31 мая: «…Пишу 6-ю главу, Ольга работает быстро. Возможно, что 4-го июня я дня на четыре уеду с Дмитриевым и Вильямсом. Хочу прокатиться до Ялты и обратно.
Бешено устал. Дома все благополучно. Целую нежно. Твой М.»
1 июня: «Моя дорогая Лю! Вчера я отправил тебе открытку, где писал, что, может быть, проедусь до Ялты и обратно. Так вот — это отменяется! Взвесив все, бросил эту мыслишку. Утомительно и не хочется бросать ни на день роман. Сегодня начинаю 8-ю главу. Подробно буду писать сегодня в большом письме…»
В ночь на 2-е июня: «Сегодня, дорогая Лю, пришло твое большое письмо от 31-го. Хотел сейчас же после окончания диктовки приняться за большое свое письмо, но нет никаких сил. Даже Ольга, при ее невиданной машинистской выносливости, сегодня слетела с катушек.
Письмо — завтра, а сейчас в ванну, в ванну.
Напечатано 132 машинных страницы. Грубо говоря, около 1/3 романа (учитываю сокращение длиннот)…
Постараюсь увидеть во сне солнце (лебедянское) и подсолнухи. Целую крепко. Твой М.»
Глава 2-я — «Понтий Пилат». Глава 6-я — «Шизофрения, как и было сказано». Глава 8-я — «Поединок между профессором и поэтом». 132 страницы машинописи — первые девять глав… Перепечатка идет с головокружительной быстротой: Булгаков неоднократно переписывал первые главы и знает их наизусть.
«Моя дорогая Лю!.. — пишет он в одном из этих писем. — Сейчас наскоро вывожу эти каракули на уголке бюро — всюду и все завалено романом…»
Всюду и все — значит, извлечены не только шесть тетрадей четвертой редакции, с которых он диктует Ольге, но и другие рукописи, в числе которых, може быть, навсегда исчезнувшие для нас… Рукописи на столе, на бюро… Тетрадь с выписками («Роман. Материалы»)… Вероятно, были еще какие-то выписки… Книги с закладками… Книги, распахнутые на нужной странице… Может быть, книга «горбом», вверх корешком, в кресле… Надо думать, сняты с полки отдельные тома Брокгауза и Ефрона… Ренан, Фаррар… Статьи Маккавейского… Недавно попавший в поле зрения А. Барбюс с его книгой «Иисус против Христа»…

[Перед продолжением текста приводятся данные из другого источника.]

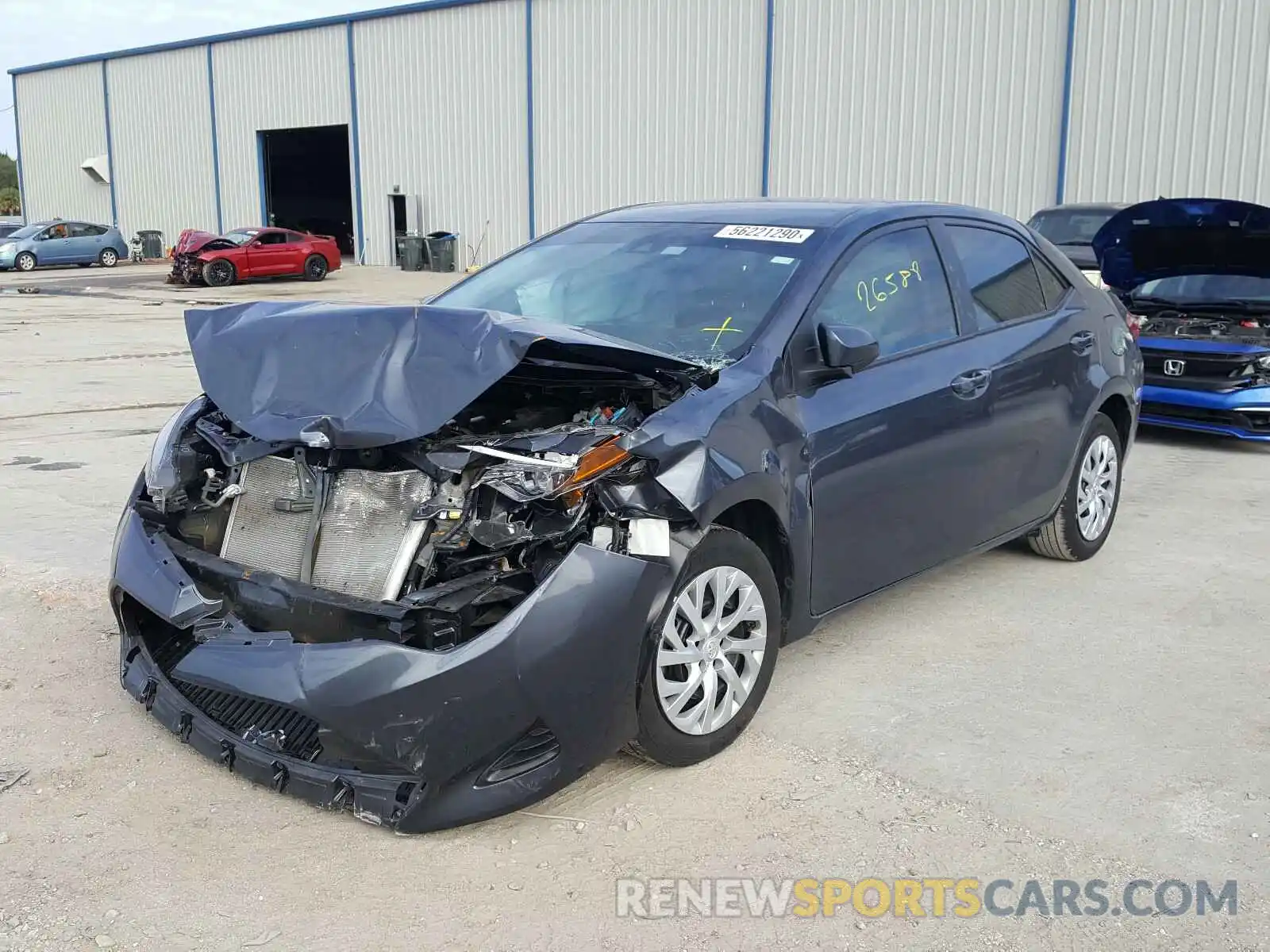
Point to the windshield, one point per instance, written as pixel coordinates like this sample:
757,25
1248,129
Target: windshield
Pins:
1199,289
1071,226
673,287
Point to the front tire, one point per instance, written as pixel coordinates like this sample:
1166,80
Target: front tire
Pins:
1083,520
713,654
315,268
219,273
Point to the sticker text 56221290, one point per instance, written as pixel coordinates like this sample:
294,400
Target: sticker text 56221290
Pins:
766,232
876,291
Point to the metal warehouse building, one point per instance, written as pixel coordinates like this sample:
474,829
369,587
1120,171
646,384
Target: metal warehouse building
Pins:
530,113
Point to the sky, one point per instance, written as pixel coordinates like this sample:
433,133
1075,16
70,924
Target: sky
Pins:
41,31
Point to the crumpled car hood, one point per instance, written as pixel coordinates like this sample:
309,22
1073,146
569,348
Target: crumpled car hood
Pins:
190,240
1174,236
355,378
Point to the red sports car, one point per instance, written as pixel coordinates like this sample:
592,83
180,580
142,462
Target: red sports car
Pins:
217,260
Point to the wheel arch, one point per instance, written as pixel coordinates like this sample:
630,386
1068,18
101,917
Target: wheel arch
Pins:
1117,408
757,520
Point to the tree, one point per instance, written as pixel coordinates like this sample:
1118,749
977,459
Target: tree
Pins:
8,171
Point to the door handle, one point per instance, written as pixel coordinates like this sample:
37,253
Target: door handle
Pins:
972,384
1083,342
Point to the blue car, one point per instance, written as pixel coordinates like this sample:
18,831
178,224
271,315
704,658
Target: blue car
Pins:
63,243
433,564
1194,274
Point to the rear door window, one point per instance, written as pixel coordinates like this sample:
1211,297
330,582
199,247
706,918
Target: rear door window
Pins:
895,289
1001,274
1052,283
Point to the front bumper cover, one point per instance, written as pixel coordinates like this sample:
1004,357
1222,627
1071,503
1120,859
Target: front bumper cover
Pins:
406,738
1238,413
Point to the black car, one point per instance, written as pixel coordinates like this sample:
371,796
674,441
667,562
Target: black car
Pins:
1071,228
432,564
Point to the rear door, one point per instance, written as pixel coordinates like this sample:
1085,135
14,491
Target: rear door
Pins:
893,451
86,241
1032,332
54,245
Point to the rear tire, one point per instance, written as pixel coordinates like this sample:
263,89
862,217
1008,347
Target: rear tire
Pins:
219,273
315,268
1085,517
728,653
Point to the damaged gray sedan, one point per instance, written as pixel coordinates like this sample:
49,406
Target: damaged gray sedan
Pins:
433,564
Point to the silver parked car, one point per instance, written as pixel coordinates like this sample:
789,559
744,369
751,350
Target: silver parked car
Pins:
63,243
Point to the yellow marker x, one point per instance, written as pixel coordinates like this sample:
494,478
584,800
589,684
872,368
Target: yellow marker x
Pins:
719,332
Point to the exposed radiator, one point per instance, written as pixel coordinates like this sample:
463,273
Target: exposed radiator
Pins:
365,539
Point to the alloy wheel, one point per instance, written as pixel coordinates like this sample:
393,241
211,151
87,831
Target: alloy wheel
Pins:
710,651
1095,492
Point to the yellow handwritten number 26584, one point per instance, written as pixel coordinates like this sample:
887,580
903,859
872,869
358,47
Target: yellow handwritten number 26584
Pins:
872,296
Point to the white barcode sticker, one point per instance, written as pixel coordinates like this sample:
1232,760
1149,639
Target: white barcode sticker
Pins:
766,232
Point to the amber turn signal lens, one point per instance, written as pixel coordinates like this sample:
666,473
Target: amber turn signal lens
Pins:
596,461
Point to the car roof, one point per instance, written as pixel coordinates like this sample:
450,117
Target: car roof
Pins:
797,213
1085,207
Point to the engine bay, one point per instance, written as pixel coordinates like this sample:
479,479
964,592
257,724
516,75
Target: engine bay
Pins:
1246,329
465,522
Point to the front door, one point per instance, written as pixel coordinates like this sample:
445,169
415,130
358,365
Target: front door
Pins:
268,254
892,450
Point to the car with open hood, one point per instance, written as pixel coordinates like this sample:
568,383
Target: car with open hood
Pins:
1071,228
431,564
1194,273
247,254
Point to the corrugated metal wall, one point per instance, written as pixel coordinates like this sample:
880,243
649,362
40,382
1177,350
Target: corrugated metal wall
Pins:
645,101
442,111
1170,98
639,101
272,83
61,114
162,137
956,102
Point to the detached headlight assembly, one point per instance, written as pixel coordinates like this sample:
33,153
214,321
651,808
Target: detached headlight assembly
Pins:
163,478
525,478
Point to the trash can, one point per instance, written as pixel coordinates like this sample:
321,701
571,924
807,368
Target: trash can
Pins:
152,244
441,251
412,253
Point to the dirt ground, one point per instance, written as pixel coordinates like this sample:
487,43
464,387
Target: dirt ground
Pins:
1003,717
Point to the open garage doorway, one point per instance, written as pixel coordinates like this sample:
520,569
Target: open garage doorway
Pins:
305,182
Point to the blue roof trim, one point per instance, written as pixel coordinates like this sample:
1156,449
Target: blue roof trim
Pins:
17,139
529,107
216,148
378,14
355,133
768,97
1066,121
110,145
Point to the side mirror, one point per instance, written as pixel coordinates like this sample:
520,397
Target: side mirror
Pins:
846,348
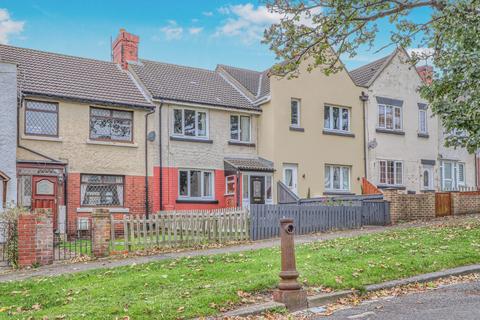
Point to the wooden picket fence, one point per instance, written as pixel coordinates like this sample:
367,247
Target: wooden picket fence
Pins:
179,229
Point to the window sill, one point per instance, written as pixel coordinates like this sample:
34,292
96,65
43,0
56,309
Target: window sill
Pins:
386,186
396,132
242,144
112,143
42,138
199,201
298,129
186,139
338,193
338,133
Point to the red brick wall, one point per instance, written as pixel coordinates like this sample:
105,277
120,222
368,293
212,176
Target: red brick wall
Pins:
170,191
133,197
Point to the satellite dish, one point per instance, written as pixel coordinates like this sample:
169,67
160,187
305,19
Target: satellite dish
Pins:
151,136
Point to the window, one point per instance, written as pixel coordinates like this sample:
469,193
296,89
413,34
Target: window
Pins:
389,117
295,112
422,121
191,123
337,178
111,125
336,118
101,190
195,184
230,185
391,172
41,118
240,128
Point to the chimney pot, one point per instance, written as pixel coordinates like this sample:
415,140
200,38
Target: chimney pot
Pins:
125,48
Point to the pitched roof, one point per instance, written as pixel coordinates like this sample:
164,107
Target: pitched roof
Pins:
365,75
250,164
188,84
61,76
256,82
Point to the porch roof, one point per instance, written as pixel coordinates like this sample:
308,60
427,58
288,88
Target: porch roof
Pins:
249,164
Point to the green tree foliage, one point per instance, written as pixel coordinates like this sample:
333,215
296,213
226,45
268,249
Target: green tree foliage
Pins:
309,30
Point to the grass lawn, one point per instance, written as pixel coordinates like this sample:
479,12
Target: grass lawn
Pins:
192,287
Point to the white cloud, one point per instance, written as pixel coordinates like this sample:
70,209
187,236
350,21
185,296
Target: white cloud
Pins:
195,31
250,22
172,31
8,26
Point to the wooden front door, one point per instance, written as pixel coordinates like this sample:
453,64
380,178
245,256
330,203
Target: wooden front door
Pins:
44,195
443,204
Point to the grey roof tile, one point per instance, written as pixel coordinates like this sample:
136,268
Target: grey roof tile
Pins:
62,76
363,75
188,84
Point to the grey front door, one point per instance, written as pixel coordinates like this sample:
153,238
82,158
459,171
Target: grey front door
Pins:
257,189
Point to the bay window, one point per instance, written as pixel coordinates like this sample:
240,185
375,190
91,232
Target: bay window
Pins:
190,123
336,118
196,184
391,172
337,178
240,128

Ольга, вероятнее всего, пишет в большой комнате — на рабочем столике Елены Сергеевны. И если так, то Булгаков ходит по комнате с тетрадью в руках… Останавливается у окна… Рассеянно смотрит на улицу… Прямо на ходу — с голоса — идет густейшая стилистическая правка… Временами он лежит на диване, закинув руки за голову, и диктует целые страницы заново, не заглядывая в тетрадь… Он любил диктовать лежа.

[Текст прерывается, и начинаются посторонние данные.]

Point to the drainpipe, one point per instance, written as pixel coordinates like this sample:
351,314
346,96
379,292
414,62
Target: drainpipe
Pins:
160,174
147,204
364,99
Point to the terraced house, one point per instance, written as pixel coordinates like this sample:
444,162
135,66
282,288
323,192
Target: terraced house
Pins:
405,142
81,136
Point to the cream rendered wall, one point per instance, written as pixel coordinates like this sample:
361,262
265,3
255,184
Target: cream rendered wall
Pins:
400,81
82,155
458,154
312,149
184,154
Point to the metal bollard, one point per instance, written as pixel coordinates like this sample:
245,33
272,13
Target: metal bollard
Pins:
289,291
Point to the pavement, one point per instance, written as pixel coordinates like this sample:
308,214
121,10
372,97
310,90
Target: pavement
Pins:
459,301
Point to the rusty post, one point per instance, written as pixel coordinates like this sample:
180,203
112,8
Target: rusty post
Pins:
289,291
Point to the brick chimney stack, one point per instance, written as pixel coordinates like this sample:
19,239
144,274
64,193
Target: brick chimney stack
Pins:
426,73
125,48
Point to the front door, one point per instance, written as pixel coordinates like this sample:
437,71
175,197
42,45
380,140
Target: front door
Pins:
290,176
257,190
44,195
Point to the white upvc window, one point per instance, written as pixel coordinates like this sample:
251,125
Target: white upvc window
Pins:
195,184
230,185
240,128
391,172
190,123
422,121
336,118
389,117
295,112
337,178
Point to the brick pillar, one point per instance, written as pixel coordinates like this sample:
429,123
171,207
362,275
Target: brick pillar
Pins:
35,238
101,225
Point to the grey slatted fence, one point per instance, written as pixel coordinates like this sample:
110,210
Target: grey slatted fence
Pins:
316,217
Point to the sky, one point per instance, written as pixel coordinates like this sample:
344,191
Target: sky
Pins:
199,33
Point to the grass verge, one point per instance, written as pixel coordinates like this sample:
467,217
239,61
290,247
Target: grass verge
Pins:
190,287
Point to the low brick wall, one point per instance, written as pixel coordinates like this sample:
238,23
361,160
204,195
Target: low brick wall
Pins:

2-е июня, днем: «Дорогая моя Лю!
Прежде всего ты видишь в углу наклеенное изображение дамы, или точнее кусочек этой дамы, спасенный мною от уничтожения. Я думаю постоянно об этой даме, а чтобы мне удобнее было думать, держу такие кусочки перед собою…»
В левом верхнем углу листа вклеен кусочек разорванной фотокарточки. Можно узнать печальный, чуть косо поставленный, наружным уголком книзу, глаз и уставшее, здесь не очень-то красивое лицо Елены Сергеевны.
«…Начнем о романе. Почти 1/3, как я писал в открытке, перепечатана. Нужно отдать справедливость Ольге, она работает хорошо. Мы пишем по многу часов подряд, и в голове тихий стон утомления, но это утомление правильное, не мучительное.
…Остановка переписки — гроб!
Я потеряю связи, нить правки, всю слаженность. Переписку нужно закончить, во что бы то ни стало.
…Роман нужно окончить! Теперь! Теперь!»
В ночь на 4-е июня открытка в несколько слов: «Дорогая Люси! Перепечатано 11 глав. Я надеюсь, что ты чувствуешь себя хорошо? Целую крепко. Твой М.»
Затем неожиданный четырехдневный перерыв, вызвавший испуганные письма и телеграммы Елены Сергеевны.
В эти дни, вслед за главой 12-й («Черная магия и ее разоблачение»), переписанной без существенных изменений, диктуется очень важная 13-я глава — «Явление героя». Уже в предыдущей редакции она 13-я, и не случайно. Это колдовское, дьявольское число Булгаков считал своим — начиная от дома детства, дома № 13, в Киеве, на Андреевском спуске. Глава 13-я — центр романа, место личного, исповедального присутствия автора в романе, знак автобиографичности его героя.
Работая, писатель беспощадно сокращает текст. В 13-й главе в предшествующей, рукописной редакции:
«И этот роман был дописан в августе. Героиня сама отнесла его куда-то, говоря, что знает чудную машинистку. Она ездила к ней проверять, как идет работа.
В конце августа однажды она приехала в таксомоторе, герой услышал нетерпеливое постукивание руки в черной перчатке в оконце, вышел во двор. Из таксомотора был выгружен толстейший пакет, перевязанный накрест, в нем оказалось пять экземпляров романа.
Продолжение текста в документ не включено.